La buona didattica è quella che chiede al giovane non di meno bensì un po’ di più di quello che a livello potenziale potrebbe dare. Occorre riprogettare il nostro modo di pensare ciò che i giovani possono dare, perché chiedere loro molto è un segno di profonda fiducia nelle loro potenzialità. Don Milani sapeva che i ragazzi potevano dare e chiedeva loro tanto. I giovani devono percepire che la società li considera beni preziosi e non persone in attesa in parcheggi comodi.

I giovani hanno poi risposto bene anche alla richiesta di vaccinarsi contro il Covid-19.
È la dimostrazione del potenziale evolutivo di cui i giovani sono portatori. È un potenziale che non utilizziamo, che continuiamo a ignorare. Spesso viviamo come se il mondo finisse con noi. Se gli adulti non sognano il futuro hanno un rapporto sbagliato con i giovani che fanno parte del futuro.

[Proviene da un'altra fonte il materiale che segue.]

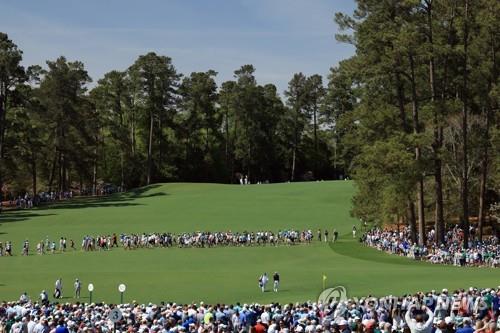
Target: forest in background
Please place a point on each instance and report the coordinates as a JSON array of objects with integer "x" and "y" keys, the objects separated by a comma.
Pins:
[{"x": 412, "y": 117}]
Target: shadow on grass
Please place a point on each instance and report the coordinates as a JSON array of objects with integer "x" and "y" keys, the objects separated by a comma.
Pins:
[
  {"x": 356, "y": 250},
  {"x": 113, "y": 200},
  {"x": 17, "y": 216},
  {"x": 125, "y": 199}
]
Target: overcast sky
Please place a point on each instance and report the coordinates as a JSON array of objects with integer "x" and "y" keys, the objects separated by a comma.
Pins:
[{"x": 279, "y": 37}]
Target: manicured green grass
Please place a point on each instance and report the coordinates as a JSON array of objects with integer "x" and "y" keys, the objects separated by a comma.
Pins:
[{"x": 215, "y": 274}]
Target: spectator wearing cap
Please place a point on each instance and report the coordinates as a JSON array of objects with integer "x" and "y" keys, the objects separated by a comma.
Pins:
[
  {"x": 467, "y": 328},
  {"x": 417, "y": 324}
]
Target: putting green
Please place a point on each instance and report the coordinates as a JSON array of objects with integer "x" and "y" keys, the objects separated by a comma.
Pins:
[{"x": 226, "y": 274}]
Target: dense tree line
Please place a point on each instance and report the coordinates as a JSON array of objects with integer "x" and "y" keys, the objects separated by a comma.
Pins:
[
  {"x": 413, "y": 117},
  {"x": 150, "y": 123},
  {"x": 424, "y": 129}
]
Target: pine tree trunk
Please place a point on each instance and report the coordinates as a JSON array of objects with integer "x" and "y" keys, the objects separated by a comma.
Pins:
[
  {"x": 315, "y": 143},
  {"x": 2, "y": 126},
  {"x": 464, "y": 191},
  {"x": 416, "y": 130},
  {"x": 33, "y": 172},
  {"x": 412, "y": 220},
  {"x": 437, "y": 144},
  {"x": 150, "y": 148}
]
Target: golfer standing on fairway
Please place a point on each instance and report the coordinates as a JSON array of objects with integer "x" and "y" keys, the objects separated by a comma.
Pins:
[
  {"x": 263, "y": 281},
  {"x": 78, "y": 287},
  {"x": 58, "y": 291},
  {"x": 276, "y": 281}
]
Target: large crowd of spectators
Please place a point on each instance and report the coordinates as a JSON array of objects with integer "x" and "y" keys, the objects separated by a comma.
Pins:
[
  {"x": 462, "y": 311},
  {"x": 478, "y": 253},
  {"x": 165, "y": 239}
]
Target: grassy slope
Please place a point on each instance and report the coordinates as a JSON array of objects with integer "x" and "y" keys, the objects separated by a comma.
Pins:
[{"x": 219, "y": 274}]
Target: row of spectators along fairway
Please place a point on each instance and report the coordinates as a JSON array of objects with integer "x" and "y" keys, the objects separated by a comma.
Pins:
[{"x": 217, "y": 274}]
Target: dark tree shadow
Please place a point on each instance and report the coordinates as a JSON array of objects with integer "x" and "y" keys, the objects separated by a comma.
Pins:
[
  {"x": 17, "y": 216},
  {"x": 125, "y": 199}
]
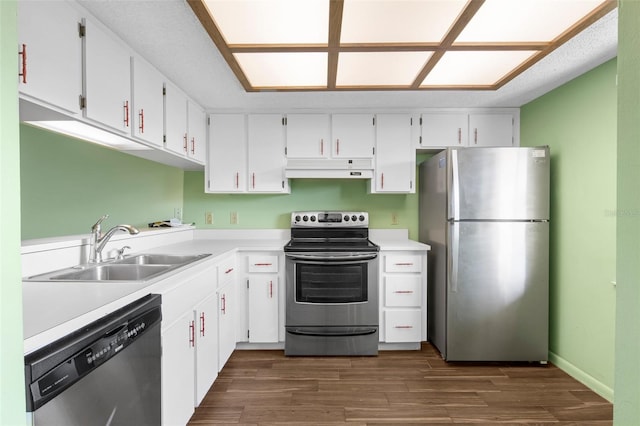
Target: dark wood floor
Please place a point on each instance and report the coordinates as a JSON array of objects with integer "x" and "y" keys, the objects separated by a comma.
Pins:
[{"x": 396, "y": 387}]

Che messaggio lancia l’astensionismo registrato in queste ultime elezioni amministrative?
Di solito le elezioni amministrative sono legate ai problemi vissuti dalle persone a livello locale. L’astensione significa che gli elettori non hanno percepito nella campagna elettorale la presenza di attenzione e proposte per i problemi concreti. Hanno avvertito una sorta di dissonanza fra il vivere quotidiano e le proposte politiche. Non credo però che questa sia l’unica motivazione. A fronte di problemi della vita quotidiana, alcuni hanno maturato un pensiero distruttivo.

A volte quando non riusciamo a vivere certe situazioni pensiamo che l’unico modo sia distruggere. Su questo si basa anche l’antipolitica. Il sentimento distruttivo è presente perché mancano le grandi narrazioni del passato che erano in grado di convogliare la rabbia e le attese in qualcosa di costruttivo.

Ci sono quindi le soluzioni tecniche o gli elementi aggreganti, pescati dalle narrazioni del passato, ma sono solo slogan che non aiutano le persone a costruire il senso del proprio esistere. Manca la capacità di proporre ideali in cui la persona si riconosca. Credo che serva un salto di qualità della politica in cui si ripensa al tipo di società dove vivere.

La scienza ha dato indicazioni sui vaccini che sono state raccolte dai decisori. Una parte della popolazione, specie gli adulti, non condivide e rifiuta il vaccino. Cosa impariamo dal punto di vista educativo da questo comportamento?
Queste persone rifiutano la scienza perché hanno sistemi di orientamento e di valore che spesso sono fondati su una base emozionale e non razionale. C’è una carenza culturale di fondo, nel senso dei modelli di vita da seguire. Domina la paura e infatti le persone che non si vaccinano spesso lo fanno perché hanno paura. Negli ultimi anni la paura ha orientato la vita di molte persone perché molte proposte politiche l’hanno proposta e/o cavalcata per ottenere consenso. Oltre a questo la scienza e diventata l’unica motivazione a sostegno della scelta di un comportamento sociale. Questo perché a mio avviso, c’è stata l’abdicazione della politica dal proprio ruolo attribuendo le scelte alla scienza. Occorre invece chiedersi: in quale progetto di vita o progetto di uomo utilizziamo il sapere scientifico? Ci siamo ridotti a pensare che tutte le risposte siano date dalle scienze e che tutti gli altri saperi siano di serie b ma non è così. Basti pensare alla medicina in cui si dà importanza al farmaco mentre la cura è fatta anche dalla relazione. Occorre mentre si à il massimo valore alle indicazioni della scienza collocare queste in un discorso più ampio, capace di rivolgersi sia alla razionalità delle persone che ai loro vissuti e esistenziali.